Dalam pertandingan yang berlangsung sengit hingga lima set, Tim Merah Putih menyerah dengan skor 2-3 (23-25, 26-28, 25-23, 25-22, 11-15). Hasil tersebut membuat Indonesia harus puas finis sebagai runner-up, sementara Kamboja mencatat sejarah dengan keluar sebagai juara.

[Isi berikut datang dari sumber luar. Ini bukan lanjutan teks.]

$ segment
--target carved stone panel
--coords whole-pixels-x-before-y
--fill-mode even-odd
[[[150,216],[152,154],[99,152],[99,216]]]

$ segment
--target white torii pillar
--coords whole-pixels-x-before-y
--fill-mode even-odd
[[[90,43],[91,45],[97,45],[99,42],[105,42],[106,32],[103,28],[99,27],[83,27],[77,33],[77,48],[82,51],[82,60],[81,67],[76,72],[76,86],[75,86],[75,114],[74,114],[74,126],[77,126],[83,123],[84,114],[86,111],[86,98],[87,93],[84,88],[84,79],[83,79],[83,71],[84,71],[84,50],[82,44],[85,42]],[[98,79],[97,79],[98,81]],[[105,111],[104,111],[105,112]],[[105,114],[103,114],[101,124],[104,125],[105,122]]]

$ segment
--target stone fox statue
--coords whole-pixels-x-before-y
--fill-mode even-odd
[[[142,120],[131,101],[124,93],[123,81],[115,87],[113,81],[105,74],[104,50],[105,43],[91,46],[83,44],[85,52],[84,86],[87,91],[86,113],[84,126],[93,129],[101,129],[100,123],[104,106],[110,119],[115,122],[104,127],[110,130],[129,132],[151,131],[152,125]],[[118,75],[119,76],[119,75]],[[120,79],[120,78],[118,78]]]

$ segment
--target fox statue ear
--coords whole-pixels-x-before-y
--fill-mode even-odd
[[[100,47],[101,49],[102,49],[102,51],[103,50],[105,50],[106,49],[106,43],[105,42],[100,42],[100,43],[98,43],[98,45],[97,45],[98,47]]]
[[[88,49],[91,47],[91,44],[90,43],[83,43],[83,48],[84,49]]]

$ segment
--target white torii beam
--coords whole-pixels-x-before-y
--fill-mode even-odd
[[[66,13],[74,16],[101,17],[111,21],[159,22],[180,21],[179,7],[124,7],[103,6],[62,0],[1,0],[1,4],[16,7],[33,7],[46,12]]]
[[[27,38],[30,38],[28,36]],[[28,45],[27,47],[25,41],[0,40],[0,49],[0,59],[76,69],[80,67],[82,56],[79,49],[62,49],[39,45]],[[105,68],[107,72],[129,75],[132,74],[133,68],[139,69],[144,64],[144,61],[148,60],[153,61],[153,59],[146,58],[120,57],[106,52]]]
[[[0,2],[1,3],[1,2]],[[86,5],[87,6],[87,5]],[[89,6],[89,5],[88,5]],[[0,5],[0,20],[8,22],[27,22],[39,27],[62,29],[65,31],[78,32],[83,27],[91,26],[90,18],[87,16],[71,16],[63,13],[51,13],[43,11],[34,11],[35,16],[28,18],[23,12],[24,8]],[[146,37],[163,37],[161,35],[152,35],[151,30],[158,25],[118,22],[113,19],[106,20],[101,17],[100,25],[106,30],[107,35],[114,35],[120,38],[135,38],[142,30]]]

Sejak awal laga, Kamboja tampil percaya diri dan langsung menekan pertahanan Indonesia. Permainan agresif lawan membuat anak asuh Reidal Toiran kesulitan mengembangkan permainan pada set pertama.
Meski sempat memangkas ketertinggalan di penghujung set, Indonesia gagal membalikkan keadaan dan harus menyerahkan kemenangan pertama kepada Kamboja dengan skor 23-25.
Memasuki set kedua, permainan Indonesia mulai membaik. Serangan yang lebih efektif membuat pertandingan berlangsung ketat hingga terjadi kejar-kejaran angka.
Sayangnya, pada momen-momen krusial, Kamboja kembali tampil lebih tenang dan berhasil merebut set kedua dengan skor tipis 28-26 sehingga unggul 2-0.
Berada di ambang kekalahan, Indonesia menunjukkan semangat pantang menyerah. Tim Merah Putih bangkit pada set ketiga dengan permainan yang lebih rapi dan efektif.
Dominasi Indonesia berlanjut hingga berhasil memperkecil ketertinggalan setelah memenangkan set ketiga 25-23.
Momentum positif terus berlanjut pada set keempat. Indonesia mampu mendikte jalannya pertandingan dan memaksa laga berlanjut ke set penentuan usai menang 25-22.
Namun, pada set kelima, Kamboja kembali menunjukkan kualitas permainan terbaiknya. Mereka langsung memimpin sejak awal dan mampu menjaga keunggulan hingga menutup pertandingan dengan kemenangan 15-11 sekaligus memastikan gelar juara SEA V Cup 2026 leg pertama.
Asisten Pelatih Timnas Voli Putra Indonesia, Nur Widayanto, mengakui timnya memulai pertandingan dengan kurang baik sehingga memberikan kepercayaan diri lebih kepada lawan.
"Mental Kamboja sedang naik setelah kemenangan melawan Thailand. PR tim kami adalah start pertandingan yang kurang bagus sehingga mental mereka semakin meningkat," ujar Nur Widayanto seperti dikutip dari PBVSI.
Nur menilai Indonesia masih memiliki sejumlah pekerjaan rumah, terutama dalam efektivitas serangan dan kualitas penerimaan bola pertama.
"Selain ada masalah di serangan, penerimaan bola pertama juga kurang baik dan serangan kami tidak cukup membunuh lawan," katanya.
Nur juga menyoroti sektor pertahanan yang dinilai masih belum maksimal dalam mengantisipasi pola serangan Kamboja.
Keberhasilan ini menjadi pencapaian bersejarah bagi Kamboja yang secara mengejutkan mampu menaklukkan dua kekuatan utama voli Asia Tenggara, yakni Indonesia dan Thailand, dalam perjalanan menuju gelar juara.
Sementara itu, pada laga perebutan peringkat ketiga, Thailand berhasil mengalahkan Vietnam dengan skor 3-1 (23-25, 30-28, 25-20, 28-26).
Meski gagal menjadi juara di leg pertama, peluang Indonesia untuk bangkit masih terbuka. SEA V Cup 2026 akan berlanjut ke leg kedua yang dijadwalkan berlangsung di Indonesia pada 22 hingga 26 Juli 2026.